In our case on Monday, the Applicant was quite aggressive and unreasonable. The application was filed in late December also, with a hearing date set in the first week of January, which may or may not have been a deliberate attempt to reduce available preparation time for the Respondent. However, we had made a reasonable offer during the break and put the Applicant on notice of exactly what we would do if the application was not withdrawn. Needless to say, that was ignored, and the Applicant responded only by asking for our consent to ridiculous orders that NCAT did not have jurisdiction to make, to make matters even worse. To start the year off, the Applicant found itself a very long way from home, like a fish out of water, with its case dismissed without a right of reinstatement in under half an hour. Several thousand dollars in costs are now more than likely to proceed to enforcement, absent agreement from the Applicant.

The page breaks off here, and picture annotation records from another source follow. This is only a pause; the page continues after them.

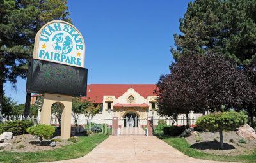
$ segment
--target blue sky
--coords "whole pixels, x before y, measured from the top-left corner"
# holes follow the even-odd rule
[[[173,34],[190,1],[69,0],[73,24],[86,45],[88,84],[156,84],[169,72]],[[19,104],[26,99],[26,80],[4,84]]]

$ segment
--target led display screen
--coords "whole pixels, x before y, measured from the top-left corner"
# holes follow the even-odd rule
[[[86,96],[87,73],[87,69],[32,59],[28,65],[26,90]]]

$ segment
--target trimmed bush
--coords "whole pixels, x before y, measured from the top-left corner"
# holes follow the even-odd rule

Ultimately, while lower level Courts and Tribunals can be a quick, effective and overall great means to obtain relief, and representing yourself can save you a lot of money, be sure you know what you’re doing before embarking on such a journey. At the very least, get some advice about jurisdiction and a road map set out about how you should run your case before proceeding – not from a friend or someone volunteering information without qualifications – from an experienced lawyer. If, after that, you are confident enough to represent yourself, then do so, but ensure you seek competent legal advice again if the goal posts change throughout the case.